授業時数配分を弾力化…文科省「特例校制度」創設 – リセマム

基本問題
 文部科学省は2022年度から、小中学校等の授業時数配分について一定の弾力化による編成を特例的に認める「授業時数特例校制度」を導入する。特例校に認定されると、1割を上限に標準授業時数を下回った教育課程の編成が認められ、別の教科等に上乗せできる。

 6月28日開催の中央教育審議会の第124回教育課程部会において、新制度の概要が示された。

 小学校・中学校・義務教育学校・中等教育学校の前期課程では、学校教育法施行規則で教科等や学年ごとに標準授業時数が定められている。各学校は、標準授業時数等を踏まえ、学習指導要領に基づいて各教科等の教育活動を適切に実施するための授業時数を具体的に定め、適切に配当する必要がある。

 創設される「授業時数特例校制度」は、総枠としての授業時数は引き続き確保したうえで、カリキュラム・マネジメントに係る学校裁量の幅の拡大の一環として、教科等ごとの授業時数の配分について一定の弾力化による特別の教育課程の編成を認める制度。学年ごとに定められた各教科等の授業時数について、1割を上限として標準授業時数を下回って教育課程を編成し、別の教科等の授業時数に上乗せすることができる。

 対象となる学校種は、小学校、中学校、義務教育学校、中等教育学校の前期課程。対象となる教科等は、小学校が国語、社会、算数、理科、生活、音楽、図画工作、家庭、体育、外国語。中学校が国語、社会、数学、理科、音楽(第1学年)、美術(第1学年)、保健体育、外国語。道徳や特別活動等、年間標準授業時数が35単位時間以下の教科等は対象外となる。

 充実する学習内容の例には、言語能力、情報活用能力、問題発見・解決能力といった「学習の基盤となる資質・能力の育成」、伝統文化教育、主権者教育、消費者教育、法教育、知的財産教育、郷土・地域教育、海洋教育、環境教育、放射線教育、生命の尊重に関する教育、健康教育、食育、安全教育といった「現代的な諸課題に対応して求められる資質・能力の育成」があげられている。

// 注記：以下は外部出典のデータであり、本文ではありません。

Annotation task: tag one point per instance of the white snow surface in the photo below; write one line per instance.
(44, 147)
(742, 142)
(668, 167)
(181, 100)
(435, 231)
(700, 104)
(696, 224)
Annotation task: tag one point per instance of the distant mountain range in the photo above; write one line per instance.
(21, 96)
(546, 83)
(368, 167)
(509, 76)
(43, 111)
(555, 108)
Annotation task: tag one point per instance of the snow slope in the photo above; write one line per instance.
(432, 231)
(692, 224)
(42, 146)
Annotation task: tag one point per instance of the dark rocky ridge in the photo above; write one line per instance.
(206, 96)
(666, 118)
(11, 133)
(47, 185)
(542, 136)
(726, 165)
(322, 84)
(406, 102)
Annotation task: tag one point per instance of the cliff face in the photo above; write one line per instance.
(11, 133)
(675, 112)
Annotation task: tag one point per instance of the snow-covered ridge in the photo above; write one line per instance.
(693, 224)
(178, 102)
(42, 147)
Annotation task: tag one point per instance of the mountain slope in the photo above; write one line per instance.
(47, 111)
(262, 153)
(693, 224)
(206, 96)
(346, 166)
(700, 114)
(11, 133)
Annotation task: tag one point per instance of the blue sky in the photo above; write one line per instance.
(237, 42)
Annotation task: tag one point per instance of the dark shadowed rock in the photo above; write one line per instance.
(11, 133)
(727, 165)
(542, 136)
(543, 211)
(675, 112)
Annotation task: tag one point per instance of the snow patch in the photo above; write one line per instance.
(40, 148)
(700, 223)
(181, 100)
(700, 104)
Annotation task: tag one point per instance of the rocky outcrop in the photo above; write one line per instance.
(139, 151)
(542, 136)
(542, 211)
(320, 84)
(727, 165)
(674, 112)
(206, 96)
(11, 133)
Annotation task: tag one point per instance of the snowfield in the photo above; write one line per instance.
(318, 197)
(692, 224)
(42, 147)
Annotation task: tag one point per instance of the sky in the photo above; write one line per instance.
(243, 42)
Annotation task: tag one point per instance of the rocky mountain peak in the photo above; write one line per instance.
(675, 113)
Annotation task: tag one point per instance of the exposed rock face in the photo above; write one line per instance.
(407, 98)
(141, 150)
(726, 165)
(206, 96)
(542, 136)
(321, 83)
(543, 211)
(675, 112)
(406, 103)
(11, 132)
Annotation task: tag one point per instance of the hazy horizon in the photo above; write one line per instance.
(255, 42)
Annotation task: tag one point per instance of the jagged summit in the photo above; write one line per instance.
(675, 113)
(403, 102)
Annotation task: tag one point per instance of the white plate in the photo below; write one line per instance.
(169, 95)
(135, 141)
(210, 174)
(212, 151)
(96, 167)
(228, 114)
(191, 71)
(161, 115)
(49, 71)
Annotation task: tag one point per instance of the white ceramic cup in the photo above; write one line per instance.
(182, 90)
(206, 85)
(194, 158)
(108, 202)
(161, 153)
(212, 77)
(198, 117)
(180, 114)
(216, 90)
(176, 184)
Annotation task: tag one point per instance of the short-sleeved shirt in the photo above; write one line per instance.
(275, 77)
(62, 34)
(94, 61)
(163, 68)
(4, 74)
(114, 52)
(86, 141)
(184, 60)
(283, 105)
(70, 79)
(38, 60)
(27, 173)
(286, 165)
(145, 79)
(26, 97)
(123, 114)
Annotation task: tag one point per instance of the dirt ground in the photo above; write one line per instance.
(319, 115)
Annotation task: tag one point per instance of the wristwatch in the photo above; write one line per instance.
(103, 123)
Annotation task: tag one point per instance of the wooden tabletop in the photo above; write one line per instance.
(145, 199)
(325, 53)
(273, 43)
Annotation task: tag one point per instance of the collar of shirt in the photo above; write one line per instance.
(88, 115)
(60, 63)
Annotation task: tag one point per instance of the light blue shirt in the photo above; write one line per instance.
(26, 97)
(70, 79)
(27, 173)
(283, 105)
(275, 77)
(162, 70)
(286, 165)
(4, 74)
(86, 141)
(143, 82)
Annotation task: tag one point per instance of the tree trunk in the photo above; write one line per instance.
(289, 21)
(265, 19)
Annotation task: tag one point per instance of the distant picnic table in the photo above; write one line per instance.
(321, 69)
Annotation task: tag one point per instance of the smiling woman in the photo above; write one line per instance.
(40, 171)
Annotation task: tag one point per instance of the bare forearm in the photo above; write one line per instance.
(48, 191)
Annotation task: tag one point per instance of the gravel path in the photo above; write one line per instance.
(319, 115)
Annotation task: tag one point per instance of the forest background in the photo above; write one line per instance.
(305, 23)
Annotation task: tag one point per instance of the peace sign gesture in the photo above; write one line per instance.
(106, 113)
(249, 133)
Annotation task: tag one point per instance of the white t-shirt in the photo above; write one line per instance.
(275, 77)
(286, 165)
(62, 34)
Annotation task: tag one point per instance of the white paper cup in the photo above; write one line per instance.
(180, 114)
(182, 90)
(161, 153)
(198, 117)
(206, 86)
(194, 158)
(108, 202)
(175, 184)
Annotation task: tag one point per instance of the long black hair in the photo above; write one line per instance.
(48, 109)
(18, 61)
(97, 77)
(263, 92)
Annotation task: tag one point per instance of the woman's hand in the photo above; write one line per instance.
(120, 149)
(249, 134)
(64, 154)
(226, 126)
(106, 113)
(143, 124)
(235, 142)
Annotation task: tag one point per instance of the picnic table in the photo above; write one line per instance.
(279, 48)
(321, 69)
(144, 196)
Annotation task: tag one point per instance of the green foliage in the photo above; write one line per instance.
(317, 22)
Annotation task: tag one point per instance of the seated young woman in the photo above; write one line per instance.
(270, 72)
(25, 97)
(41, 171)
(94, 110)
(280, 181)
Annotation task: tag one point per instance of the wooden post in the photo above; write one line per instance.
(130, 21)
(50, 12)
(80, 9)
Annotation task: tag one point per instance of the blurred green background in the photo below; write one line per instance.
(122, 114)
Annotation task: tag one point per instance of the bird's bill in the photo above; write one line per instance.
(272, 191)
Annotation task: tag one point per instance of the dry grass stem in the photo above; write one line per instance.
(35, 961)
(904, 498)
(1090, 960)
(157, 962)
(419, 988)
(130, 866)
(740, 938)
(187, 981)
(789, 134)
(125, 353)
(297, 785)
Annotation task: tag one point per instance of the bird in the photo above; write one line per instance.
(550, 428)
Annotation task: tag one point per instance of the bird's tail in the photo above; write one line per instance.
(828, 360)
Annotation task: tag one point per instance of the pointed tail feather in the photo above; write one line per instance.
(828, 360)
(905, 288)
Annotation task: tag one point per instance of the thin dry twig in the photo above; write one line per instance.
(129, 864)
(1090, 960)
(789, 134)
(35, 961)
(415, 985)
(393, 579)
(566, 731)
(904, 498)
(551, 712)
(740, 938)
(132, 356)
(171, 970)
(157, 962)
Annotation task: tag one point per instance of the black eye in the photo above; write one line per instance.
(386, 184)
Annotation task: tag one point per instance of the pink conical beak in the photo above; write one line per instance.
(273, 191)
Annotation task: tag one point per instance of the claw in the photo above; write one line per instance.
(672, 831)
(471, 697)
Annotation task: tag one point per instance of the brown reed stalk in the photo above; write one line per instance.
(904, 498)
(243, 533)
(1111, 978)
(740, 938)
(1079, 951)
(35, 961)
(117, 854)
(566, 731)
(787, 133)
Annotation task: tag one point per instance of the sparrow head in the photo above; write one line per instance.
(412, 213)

 制度を利用するには、文部科学省に申請し、特例校として認定される必要がある。文部科学省では、8月に募集を開始し、2022年度から新制度を導入する方針。制度の実施にあたっては、特別の教育課程の内容を事前に保護者や地域に説明するとともに、学校Webサイトで公表することも求める。また、制度の運用状況を把握し、検証する観点から、文部科学省が必要に応じて調査等を行う。